This is the start of my menopause journey, a surgical menopause.
I’m going to use this first post to set the scene. Trust me, there is hope at the end of it all, but it’s a bit of a grim beginning. Here we go, the facts.
What is a surgical menopause?
Surgical menopause occurs when the ovaries are removed, usually as part of a total hysterectomy. Natural menopause occurs gradually around the age of 51 years. Surgical menopause happens immediately upon removal of the ovaries if a woman has not yet experienced natural menopause.
That’s the clinical definition. And it is – a very ‘clinical’ definition of something that has a deep emotional and psychological impact on the woman experiencing it.
But let’s just deal with the clinical science bit for now. What does having your ovaries removed do to you? Maybe a better question is what do your ovaries actually do?
The ovaries have three functions. First, they shelter and protect the eggs a female is born with until they are ready for use. It is thought that women are born with their lifetime supply of eggs.
Second, ovaries produce female reproductive hormones called oestrogen and progesterone, and some lesser hormones called relaxin and inhibin. There are three different types of oestrogen: oestrone, oestradiol and oestriol. They are used by the body to help develop adult female characteristics, such as breasts and larger hips, and to aid in the reproduction cycle. Progesterone is also key to reproduction. Relaxin loosens the pelvic ligaments so they can stretch during labor. Inhibin prevents the pituitary gland from producing hormones.
Third, ovaries release one egg, or sometimes more, each menstrual cycle.
When they are removed, it’s a lack of oestrogen that causes menopausal symptoms such as:
- hot flushes
- vaginal dryness
- sleep problems (insomnia)
- night sweats
Ovary removal has been linked to a seriously higher risk of heart disease, osteoporosis, dementia, and death by any cause, likely due to that drastic drop in oestrogen. Research suggests that premenopausal women who have their ovaries removed at age 35 or younger have nearly twice the risk of developing cognitive impairment or dementia, a seven times higher risk of heart disease, and an eight times higher risk of a heart attack.

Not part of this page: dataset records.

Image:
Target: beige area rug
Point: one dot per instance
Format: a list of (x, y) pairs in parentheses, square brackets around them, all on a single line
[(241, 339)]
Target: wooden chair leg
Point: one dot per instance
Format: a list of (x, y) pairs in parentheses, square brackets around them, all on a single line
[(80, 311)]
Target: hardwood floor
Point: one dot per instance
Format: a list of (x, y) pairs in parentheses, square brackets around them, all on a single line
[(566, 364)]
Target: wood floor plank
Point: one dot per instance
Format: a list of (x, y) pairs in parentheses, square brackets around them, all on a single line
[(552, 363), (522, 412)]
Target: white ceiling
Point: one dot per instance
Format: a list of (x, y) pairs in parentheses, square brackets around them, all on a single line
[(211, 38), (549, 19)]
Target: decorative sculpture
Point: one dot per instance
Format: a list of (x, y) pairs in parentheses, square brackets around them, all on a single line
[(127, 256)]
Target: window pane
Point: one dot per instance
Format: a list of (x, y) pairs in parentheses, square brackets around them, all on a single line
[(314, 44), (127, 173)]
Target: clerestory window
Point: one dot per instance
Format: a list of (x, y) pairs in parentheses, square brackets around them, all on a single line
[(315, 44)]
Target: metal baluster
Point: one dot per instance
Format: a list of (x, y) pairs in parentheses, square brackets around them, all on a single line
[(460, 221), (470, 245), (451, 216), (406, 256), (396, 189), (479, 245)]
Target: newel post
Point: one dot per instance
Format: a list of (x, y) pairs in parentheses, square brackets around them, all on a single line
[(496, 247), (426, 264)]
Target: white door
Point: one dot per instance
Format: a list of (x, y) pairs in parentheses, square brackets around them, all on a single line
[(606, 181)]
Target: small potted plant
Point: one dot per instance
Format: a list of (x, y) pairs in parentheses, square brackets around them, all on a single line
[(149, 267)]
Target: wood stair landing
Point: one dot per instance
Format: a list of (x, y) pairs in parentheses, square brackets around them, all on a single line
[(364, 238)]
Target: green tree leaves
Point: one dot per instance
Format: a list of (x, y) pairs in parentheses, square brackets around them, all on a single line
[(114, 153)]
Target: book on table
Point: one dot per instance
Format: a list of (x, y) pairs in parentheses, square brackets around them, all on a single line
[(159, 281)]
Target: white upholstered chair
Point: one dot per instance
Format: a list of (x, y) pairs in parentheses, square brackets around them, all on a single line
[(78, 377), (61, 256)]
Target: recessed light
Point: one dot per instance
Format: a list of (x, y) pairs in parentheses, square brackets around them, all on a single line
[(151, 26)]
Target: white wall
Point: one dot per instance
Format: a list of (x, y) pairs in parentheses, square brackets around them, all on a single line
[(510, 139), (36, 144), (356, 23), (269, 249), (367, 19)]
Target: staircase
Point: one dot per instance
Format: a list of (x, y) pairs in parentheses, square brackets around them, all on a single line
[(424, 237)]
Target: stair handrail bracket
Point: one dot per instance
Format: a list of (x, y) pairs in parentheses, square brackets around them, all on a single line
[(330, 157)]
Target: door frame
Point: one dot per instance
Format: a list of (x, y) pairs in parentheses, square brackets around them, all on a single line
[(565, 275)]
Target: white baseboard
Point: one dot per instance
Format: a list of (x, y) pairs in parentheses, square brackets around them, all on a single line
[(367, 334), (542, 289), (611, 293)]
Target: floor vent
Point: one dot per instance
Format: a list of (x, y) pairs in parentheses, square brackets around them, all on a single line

That doesn’t even begin to explore some of the emotional impacts. I was lucky, my gynaecological problems only had a major impact after I had my children. But even for me, the finality of ‘no more babies’ and ‘losing my biological function’ was a challenge. Three children and a stepson we agreed was enough of a family for us when we got together, but there was always the potential and I had to face that it was gone.
But that is for a different post, I just want to start by outlining the medical facts. I was 33, the operation was ‘a great success’ to quote my surgeon (including an unexpected appendectomy – apparently that was a special extra for free); 12 weeks recovery awaited me. This was before the more ‘convenient’ approach to hysterectomy, so I had the full scar and internal damage to mend.
At that time I already had a relationship with depression and anxiety. My mother died of cancer when she was 48 and I was 13; despite my excellent family and friends support, aged 16, I was diagnosed with depression. That began a lifelong journey with depression and anxiety, but at this point in my life in a new relationship, working in a job I enjoyed, my mind was at peace.